How to Understand the Stock Market Nowadays
These days, the stock market investors make many mistakes. Then they try to find out what happened to some classical ideas of investing in the stock market and why old-time approaches do not work. Is stock market the same or it changed? How the age of worldwide economical integration, new technologies, and global problems affect the stock market investing? No doubt, in the last decade stock investing changed. Among the major changes are:
- Globalization (strong economical dependencies, accessible global stock exchanges).
- Technologies (instant delivering news, fast-triggered automated trading systems).
- Investors' psychology (high sensitivity to news, more irrational behavior).

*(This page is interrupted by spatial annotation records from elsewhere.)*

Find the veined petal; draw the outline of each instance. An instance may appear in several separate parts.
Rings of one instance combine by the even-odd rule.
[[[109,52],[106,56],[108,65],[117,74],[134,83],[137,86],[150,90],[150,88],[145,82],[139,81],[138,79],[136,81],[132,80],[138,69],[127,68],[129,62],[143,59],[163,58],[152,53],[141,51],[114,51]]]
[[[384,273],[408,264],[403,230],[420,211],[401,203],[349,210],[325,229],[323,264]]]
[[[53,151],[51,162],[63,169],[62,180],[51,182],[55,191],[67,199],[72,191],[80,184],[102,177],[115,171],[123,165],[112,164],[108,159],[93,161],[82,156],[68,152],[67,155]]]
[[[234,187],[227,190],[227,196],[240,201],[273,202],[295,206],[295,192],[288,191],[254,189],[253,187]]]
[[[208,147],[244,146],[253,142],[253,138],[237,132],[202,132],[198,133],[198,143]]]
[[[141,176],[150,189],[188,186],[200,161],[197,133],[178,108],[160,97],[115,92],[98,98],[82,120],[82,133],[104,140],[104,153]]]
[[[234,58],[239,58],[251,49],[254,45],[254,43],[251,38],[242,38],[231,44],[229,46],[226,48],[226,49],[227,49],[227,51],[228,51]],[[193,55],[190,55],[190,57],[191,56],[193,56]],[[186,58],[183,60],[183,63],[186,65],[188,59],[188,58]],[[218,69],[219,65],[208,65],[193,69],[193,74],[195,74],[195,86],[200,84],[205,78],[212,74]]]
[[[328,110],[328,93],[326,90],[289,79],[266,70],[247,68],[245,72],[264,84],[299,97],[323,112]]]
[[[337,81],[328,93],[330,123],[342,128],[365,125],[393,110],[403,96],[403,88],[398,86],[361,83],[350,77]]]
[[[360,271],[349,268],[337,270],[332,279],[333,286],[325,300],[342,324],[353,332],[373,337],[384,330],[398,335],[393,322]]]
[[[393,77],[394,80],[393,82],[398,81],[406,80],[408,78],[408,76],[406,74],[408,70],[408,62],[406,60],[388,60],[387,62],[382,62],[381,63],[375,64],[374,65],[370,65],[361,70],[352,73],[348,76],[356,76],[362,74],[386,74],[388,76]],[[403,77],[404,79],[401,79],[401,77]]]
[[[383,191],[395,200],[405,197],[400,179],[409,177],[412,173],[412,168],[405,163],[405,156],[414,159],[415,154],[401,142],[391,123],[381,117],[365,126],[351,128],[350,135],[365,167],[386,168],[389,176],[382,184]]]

The stock market of the last decade characterized by faster stocks' price movements, lesser predictability, and stronger dependencies on global factors. Due to the Internet, the news becomes much stronger factor too. Under influence of news, modern investors are prone to give up a rational behavior and follow temporal emotions. Specific information can drive the market easily through investors' fast feedback. The mentioned above three new-age changes have up-trend character. The stock market has a mixed trend-cyclical character. Let's assume that the new-age recent trend will continue and semi-cyclical character of the market will be in force. Therefore, mostly traders, not long-term investors, may play the stock market in the future.
As we know, a stock's price movement is a result of supply and demand. There are several factors that traditionally have an effect on the supply-demand balance, and consequently, form a stock's price. These are: company's fundamentals, industry-market conditions, global and national economies, different types of news, analysts' and experts' opinions, technical analysis signals, seasonal and cyclical fluctuations, the investors' psychology, etc. Evidently, the key to successful investing is the ability to predict these and other factors.
Typically, the stock market prediction can be built on the following approaches: Efficient Market Hypothesis (it states that the prices capture all known information), Fundamental analysis (it considers companies performance and macro-economical conditions), or Technical analysis (it uses historical prices and volumes statistics to detect trend). What approach is the best? Can the combination of different methods improve the accuracy of prediction? In fact, different investors use different approaches and insist that they are right. It seems the different groups of investors have good earnings in the different periods (not all the time).
It is possible that some factors become more dominant time-from-time and drive the market. If we knew the factors that are most influential at each moment, we could apply forecasting methods that are the most appropriate. To this end, the science knows at least two techniques that can be handy: proof from hypothesis and back testing. Both can be employed either by own research or by using the software tools that available. These tools should be powerful enough to perform back-testing simulations for composite hypothesis.
In conclusion, a modern stock market is different than it was ten-twenty years ago, when a strategy "buy-and-hold" was good enough. Now it is much harder to have a decent investment return without a proper research and analysis. Today, the direction of the overall market influences significantly an individual stock, many classical approaches fail, the stock market changes its character, and emotional factors become more powerful. At present, winning in the stock market is based mostly on right information and right tools.